The Consumer Financial Protection Bureau (CFPB) has come out with a proposal for the first federal regulation of small-dollar consumer loans. This rulemaking could help millions of people and be a breakthrough in the struggle to end the abuses of triple-digit-interest, debt-trap lenders. To realize that potential, however, the CFPB will have to address what appear to be a number of weaknesses in this iteration.
The proposal is built around the crucial principle of requiring lenders to establish every borrower’s ability to repay. Predatory payday and car-title lenders typically do the opposite: they target people who, precisely because they lack the ability to repay the loan itself, are likely to get trapped in debt for months or years at a stretch, paying fees and interest that often end up dwarfing the amount they originally borrowed.
The Consumer Bureau has also wisely recognized the need to craft a rule covering a broad range of small-dollar loans, and not just payday and car-title loans in their most common forms.

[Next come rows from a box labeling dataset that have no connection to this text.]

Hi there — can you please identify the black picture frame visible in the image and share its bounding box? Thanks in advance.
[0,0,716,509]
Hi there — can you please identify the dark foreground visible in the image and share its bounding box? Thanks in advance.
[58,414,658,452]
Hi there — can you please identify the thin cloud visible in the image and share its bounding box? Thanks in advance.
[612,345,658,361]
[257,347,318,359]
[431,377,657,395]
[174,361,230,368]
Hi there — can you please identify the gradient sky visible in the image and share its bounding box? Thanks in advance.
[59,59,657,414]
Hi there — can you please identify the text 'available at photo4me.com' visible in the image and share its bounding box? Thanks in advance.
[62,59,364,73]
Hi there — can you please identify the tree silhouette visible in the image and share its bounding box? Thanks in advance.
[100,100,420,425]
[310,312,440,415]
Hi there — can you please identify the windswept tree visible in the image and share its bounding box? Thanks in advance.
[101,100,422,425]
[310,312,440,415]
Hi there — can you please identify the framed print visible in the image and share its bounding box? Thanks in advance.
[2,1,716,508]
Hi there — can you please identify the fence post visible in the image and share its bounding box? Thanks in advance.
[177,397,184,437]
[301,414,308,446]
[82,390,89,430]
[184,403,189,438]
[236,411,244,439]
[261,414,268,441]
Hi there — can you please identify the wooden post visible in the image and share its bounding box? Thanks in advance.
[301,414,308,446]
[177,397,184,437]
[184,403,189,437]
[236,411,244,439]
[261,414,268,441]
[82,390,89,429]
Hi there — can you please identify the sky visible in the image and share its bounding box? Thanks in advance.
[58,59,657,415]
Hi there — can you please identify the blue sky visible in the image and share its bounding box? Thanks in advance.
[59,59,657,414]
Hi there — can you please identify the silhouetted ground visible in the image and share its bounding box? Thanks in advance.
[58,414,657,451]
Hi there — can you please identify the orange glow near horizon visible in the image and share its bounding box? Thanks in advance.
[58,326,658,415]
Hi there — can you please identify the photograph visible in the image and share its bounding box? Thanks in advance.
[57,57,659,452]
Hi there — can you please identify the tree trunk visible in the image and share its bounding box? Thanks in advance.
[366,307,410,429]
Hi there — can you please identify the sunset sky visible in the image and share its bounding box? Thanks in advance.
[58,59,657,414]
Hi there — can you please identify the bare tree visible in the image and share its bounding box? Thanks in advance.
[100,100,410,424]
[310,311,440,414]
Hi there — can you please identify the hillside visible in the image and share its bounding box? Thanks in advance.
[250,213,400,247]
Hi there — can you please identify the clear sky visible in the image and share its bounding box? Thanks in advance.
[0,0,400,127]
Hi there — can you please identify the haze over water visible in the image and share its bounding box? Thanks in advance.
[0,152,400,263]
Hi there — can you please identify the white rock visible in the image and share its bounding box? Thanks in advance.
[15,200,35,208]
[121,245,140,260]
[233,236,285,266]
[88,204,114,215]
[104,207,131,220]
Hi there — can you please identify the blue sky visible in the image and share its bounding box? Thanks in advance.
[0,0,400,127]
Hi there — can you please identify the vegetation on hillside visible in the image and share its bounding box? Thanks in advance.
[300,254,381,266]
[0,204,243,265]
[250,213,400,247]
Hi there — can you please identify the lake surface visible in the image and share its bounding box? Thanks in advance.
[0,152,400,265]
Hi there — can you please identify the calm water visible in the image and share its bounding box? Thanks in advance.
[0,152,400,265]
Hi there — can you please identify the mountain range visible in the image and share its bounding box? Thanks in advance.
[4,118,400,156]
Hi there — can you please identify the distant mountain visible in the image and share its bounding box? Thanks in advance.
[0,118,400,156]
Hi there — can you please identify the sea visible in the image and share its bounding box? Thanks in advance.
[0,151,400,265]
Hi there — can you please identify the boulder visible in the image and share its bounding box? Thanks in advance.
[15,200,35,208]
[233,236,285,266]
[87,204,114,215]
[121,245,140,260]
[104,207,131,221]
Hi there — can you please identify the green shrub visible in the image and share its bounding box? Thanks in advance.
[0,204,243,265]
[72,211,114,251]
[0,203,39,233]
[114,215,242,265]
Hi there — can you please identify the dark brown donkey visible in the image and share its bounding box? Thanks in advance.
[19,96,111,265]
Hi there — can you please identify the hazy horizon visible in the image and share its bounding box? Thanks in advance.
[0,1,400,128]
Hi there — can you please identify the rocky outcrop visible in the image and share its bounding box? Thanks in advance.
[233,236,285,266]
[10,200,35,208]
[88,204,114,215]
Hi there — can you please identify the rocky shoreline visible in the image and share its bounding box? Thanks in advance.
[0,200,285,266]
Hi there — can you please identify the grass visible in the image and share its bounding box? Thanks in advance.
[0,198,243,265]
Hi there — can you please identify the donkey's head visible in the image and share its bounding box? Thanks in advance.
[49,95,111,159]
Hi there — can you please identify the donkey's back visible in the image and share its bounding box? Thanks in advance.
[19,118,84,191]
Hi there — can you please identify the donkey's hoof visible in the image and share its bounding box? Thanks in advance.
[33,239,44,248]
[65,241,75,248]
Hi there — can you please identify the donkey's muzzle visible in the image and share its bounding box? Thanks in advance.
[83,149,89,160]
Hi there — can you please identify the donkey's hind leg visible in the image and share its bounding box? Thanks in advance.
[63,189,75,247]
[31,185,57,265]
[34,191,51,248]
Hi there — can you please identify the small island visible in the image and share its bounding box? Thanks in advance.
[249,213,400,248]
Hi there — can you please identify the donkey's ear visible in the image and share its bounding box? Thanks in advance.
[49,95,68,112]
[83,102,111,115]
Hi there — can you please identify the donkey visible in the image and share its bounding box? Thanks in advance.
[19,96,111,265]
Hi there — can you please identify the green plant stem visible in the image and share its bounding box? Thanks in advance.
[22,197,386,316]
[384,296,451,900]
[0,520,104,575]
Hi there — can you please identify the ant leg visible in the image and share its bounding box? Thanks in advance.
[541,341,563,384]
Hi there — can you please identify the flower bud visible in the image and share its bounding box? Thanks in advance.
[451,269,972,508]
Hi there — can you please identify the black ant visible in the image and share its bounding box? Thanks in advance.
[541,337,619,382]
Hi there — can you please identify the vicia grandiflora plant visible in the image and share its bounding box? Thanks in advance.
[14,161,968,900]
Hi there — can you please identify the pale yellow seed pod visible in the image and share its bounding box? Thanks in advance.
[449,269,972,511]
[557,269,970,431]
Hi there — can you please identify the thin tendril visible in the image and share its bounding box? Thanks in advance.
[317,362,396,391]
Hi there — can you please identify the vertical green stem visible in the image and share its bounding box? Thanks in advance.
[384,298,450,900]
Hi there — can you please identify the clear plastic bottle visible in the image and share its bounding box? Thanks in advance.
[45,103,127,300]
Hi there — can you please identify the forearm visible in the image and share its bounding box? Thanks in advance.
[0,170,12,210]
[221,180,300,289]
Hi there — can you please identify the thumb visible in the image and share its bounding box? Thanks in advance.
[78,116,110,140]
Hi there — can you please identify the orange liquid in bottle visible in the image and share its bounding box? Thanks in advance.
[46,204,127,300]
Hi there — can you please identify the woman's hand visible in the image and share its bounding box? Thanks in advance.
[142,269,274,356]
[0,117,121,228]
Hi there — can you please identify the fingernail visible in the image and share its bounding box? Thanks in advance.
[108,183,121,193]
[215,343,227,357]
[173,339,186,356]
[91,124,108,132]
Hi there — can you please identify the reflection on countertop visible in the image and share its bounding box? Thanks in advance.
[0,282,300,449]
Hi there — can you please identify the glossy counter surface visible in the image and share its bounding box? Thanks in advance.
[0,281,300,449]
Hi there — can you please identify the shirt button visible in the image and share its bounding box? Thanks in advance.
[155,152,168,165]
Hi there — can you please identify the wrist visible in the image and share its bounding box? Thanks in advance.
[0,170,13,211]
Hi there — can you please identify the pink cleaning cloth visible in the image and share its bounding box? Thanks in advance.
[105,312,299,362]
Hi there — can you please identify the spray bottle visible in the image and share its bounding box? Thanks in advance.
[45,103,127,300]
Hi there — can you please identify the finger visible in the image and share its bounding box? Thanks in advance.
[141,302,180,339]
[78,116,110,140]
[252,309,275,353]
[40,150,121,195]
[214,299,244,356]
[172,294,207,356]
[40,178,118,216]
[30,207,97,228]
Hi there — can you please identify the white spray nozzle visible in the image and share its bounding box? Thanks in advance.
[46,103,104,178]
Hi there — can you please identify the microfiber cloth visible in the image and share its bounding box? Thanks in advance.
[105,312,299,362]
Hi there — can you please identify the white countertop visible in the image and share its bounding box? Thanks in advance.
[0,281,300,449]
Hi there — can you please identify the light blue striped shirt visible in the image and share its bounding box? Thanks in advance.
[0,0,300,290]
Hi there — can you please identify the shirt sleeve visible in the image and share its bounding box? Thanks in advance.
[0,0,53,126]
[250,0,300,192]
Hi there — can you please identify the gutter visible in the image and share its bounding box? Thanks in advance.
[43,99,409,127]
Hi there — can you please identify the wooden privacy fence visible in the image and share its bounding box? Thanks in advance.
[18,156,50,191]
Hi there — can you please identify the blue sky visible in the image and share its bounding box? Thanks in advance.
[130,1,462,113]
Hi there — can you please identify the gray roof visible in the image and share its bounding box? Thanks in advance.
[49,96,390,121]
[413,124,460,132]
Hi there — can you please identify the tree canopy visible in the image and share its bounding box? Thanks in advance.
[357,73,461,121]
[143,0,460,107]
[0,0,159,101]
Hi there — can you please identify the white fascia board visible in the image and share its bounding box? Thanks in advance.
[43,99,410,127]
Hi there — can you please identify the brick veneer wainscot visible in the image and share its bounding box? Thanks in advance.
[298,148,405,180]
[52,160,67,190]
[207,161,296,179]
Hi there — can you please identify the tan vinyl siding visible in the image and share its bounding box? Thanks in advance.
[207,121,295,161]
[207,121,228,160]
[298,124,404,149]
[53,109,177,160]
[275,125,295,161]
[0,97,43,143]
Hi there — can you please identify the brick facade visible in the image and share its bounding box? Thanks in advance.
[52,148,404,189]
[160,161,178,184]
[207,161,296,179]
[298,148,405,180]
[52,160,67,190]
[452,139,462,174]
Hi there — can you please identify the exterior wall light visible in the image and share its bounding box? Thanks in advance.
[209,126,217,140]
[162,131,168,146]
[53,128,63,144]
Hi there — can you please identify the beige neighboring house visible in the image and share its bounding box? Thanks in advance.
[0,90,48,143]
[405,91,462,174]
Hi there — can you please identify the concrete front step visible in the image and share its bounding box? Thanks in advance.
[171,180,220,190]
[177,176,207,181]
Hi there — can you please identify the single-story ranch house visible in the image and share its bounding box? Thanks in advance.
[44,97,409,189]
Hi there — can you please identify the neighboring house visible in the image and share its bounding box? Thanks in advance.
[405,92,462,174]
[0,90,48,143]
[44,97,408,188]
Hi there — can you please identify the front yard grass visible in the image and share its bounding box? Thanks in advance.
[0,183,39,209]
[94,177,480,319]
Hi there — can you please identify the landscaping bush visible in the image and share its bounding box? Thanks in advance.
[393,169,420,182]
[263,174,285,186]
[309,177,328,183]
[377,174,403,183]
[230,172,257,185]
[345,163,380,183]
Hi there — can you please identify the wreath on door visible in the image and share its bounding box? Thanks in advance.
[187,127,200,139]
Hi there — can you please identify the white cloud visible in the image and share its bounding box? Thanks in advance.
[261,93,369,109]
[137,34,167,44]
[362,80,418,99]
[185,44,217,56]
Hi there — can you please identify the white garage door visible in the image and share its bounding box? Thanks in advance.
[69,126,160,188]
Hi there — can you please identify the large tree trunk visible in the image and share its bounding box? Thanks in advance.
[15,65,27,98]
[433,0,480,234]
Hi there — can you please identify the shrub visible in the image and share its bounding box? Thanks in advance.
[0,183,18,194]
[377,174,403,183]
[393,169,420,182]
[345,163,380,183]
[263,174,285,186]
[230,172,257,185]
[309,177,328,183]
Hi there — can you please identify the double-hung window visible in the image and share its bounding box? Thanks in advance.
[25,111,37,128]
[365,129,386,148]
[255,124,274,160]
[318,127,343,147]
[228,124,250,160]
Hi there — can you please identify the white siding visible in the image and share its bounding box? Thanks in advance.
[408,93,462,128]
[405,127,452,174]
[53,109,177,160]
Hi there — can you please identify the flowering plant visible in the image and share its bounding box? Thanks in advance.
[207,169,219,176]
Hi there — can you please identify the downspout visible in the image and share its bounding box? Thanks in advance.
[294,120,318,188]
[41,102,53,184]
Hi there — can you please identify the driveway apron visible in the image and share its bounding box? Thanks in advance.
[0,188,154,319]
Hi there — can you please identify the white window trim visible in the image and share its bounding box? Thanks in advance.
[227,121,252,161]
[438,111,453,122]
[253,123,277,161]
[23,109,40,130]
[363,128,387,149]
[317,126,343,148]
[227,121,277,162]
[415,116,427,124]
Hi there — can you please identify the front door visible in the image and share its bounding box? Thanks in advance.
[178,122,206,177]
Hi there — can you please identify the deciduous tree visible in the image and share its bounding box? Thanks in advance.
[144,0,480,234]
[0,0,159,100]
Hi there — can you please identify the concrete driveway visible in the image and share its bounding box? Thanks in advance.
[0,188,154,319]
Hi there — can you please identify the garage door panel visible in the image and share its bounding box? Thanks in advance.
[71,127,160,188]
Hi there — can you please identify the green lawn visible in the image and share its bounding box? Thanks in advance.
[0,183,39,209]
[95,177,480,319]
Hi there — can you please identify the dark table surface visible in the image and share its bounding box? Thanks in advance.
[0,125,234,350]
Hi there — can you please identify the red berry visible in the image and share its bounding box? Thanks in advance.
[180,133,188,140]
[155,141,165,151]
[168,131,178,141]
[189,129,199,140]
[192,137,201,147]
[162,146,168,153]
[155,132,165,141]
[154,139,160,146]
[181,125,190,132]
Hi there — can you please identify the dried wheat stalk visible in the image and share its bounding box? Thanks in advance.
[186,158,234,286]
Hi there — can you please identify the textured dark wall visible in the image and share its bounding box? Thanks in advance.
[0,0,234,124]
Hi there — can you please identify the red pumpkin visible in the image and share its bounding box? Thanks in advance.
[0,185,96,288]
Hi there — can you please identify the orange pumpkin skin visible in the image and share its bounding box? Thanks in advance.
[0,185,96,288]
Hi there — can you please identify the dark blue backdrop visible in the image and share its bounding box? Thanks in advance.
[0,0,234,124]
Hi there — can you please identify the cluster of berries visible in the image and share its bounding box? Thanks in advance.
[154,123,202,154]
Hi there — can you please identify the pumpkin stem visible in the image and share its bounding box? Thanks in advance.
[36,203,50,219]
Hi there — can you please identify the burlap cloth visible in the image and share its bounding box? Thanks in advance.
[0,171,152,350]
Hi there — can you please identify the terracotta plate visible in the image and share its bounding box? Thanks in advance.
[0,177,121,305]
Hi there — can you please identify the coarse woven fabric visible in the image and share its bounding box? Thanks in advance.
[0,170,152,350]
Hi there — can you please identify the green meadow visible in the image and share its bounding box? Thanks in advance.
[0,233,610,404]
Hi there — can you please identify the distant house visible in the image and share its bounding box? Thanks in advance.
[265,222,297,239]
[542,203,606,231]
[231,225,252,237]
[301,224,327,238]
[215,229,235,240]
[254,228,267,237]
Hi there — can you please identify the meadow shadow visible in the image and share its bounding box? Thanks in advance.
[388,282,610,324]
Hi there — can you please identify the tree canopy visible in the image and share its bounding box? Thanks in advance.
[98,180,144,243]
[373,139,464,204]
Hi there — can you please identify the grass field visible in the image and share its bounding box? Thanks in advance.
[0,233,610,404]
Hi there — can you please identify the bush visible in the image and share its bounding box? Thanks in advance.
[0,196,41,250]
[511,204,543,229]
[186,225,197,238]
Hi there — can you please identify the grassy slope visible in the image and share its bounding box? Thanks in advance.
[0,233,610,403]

A narrower proposal would invite abusive lenders to do what they have done in many states that have taken that approach: find ways to tweak their products without giving up the fundamentally predatory business model of extracting wealth from economically vulnerable people through products designed to make their financial troubles worse, not better.
Payday lenders have been working hard to make the rule weaker than the preliminary outline released last year, however, and the proposal we see today appears to include several provisions that, unless corrected, will allow lenders to evade borrower protections and continue their abusive practices.
We will be working with our allies in communities around the country to call on the CFPB to continue its work, close the gaps, and write a final rule to achieve the vitally important goal that it has brought within reach: stopping the debt trap.